おぉ、明日はイツキとタマも一緒だ。ますます楽しみになってきた。


「シノブは回避と防御と見学に徹しろ。攻撃は許可しない」

「............了解」

「では明日に備えて休息だ。十分に休め」


散会となった。

拠点の周囲は針葉樹林であるため動物は少ないが

完全な安眠というわけにもいかない。


それぞれ木の洞や茂みなどの下に分かれ、

ウサギの毛皮を敷くなどして寝床を作り、休息を取る。

ムスヒの活用で疲労回復を強化するため問題はないが

シノブは時おり家屋や布団を懐かしく思い出してしまう。

前世記憶の弊害である。


翌日、竹林にて。


「原則として各群れから1頭だ」

「リーダー格は残し、凶暴性の高い個体を選別しろ」

「陣形は半円形、進行判断は先頭2名に一任」

「状況開始」


号令により展開する人員たち。


実に見事な光景で、シノブは心からほれぼれとする。

配置は

正面を12時として2名が突出し、

左方9時~10時半に3名

右方13時半~15時に3名

高度に連携された作戦行動とは......実に美しいものである。


「各員の位置と様子を常に把握しろ、真横から現れる場合もある」

「了解」


15分後


――来た。


方向は正面、さすが位階3の追跡精度は伊達ではない。

両翼の6名はそれぞれ3人1組で2枚の前後陣へ。

正面2名は突撃を躱して網を敷きながら後退。

前陣の援護投石の有効射程まで引き込んでいる。


網は捕獲ではなく、脚に絡みつかせることが目的である。

2mも引きずらせれば自然の植生にも引っかかって抵抗を生み、

バランスを一時的に崩させる。

転倒すれば儲けものであるが、

突進力を一時的に減衰させるだけで効果は十分だ。


動きが乱れているところに、

前陣の3名は拳大の石を時速140kmで投擲する。

投石のダメージは軽微だが、蜂に刺された程度には嫌そうだ。


そして、この状況に怯まずに闘志を燃やす目をした個体が一匹。

うん、今日の獲物はあいつだろう。


同時にイツキと後陣3名が後方を振り向いた。

一拍遅れて振り向くと母イノシシを先頭に1列縦隊で突進している。

シノブが3歩下がる間にイツキは10歩前へ。

タマは右方に展開する。


母イノシシに網を絡ませて減速させれば後続のウリ坊は玉突き事故だ。

最後尾の1匹へは横からタマ砲が炸裂した。


イツキは速やかに一匹を刺殺、母イノシシに威圧を与えて追い払った。

以上でイノシシ狩りは終了である。
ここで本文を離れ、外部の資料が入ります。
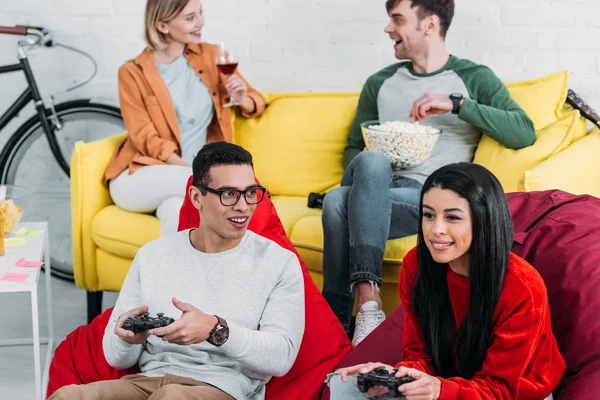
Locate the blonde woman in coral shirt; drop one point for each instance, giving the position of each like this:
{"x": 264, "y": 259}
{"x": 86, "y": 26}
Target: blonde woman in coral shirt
{"x": 172, "y": 98}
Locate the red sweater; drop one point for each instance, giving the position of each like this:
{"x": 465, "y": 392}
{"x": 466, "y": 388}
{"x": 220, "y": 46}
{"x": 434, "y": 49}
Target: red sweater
{"x": 522, "y": 362}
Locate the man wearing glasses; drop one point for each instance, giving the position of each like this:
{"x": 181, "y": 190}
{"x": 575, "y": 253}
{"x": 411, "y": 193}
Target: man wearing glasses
{"x": 237, "y": 299}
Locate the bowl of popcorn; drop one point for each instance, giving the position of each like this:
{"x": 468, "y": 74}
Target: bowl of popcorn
{"x": 406, "y": 144}
{"x": 13, "y": 200}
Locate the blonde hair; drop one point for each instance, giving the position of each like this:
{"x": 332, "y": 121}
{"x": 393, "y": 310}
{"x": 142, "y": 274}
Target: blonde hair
{"x": 160, "y": 11}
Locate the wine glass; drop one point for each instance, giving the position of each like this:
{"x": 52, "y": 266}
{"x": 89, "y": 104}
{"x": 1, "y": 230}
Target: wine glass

獲物は成体が1、幼体が2。

タマが手加減を間違えて一撃で仕留めてしまったが

概ね予定通りの戦果である。


なぜこんな集団戦闘を行っているかと言えば、

人間に対する警戒心を教え込むためだ。

数世代もかければ人間を簡単な獲物だと認識する群れも減るだろう。


余談であるが、位階2の投石担当に投球フォームを教えて

全力投石を試して貰った時は時速180kmほどだった。


流石に隙だらけで戦闘の役には立たない。

遊びとしては面白いと評判である。


位階3イツキによる全力投石はタマの元来の役目を粉砕した。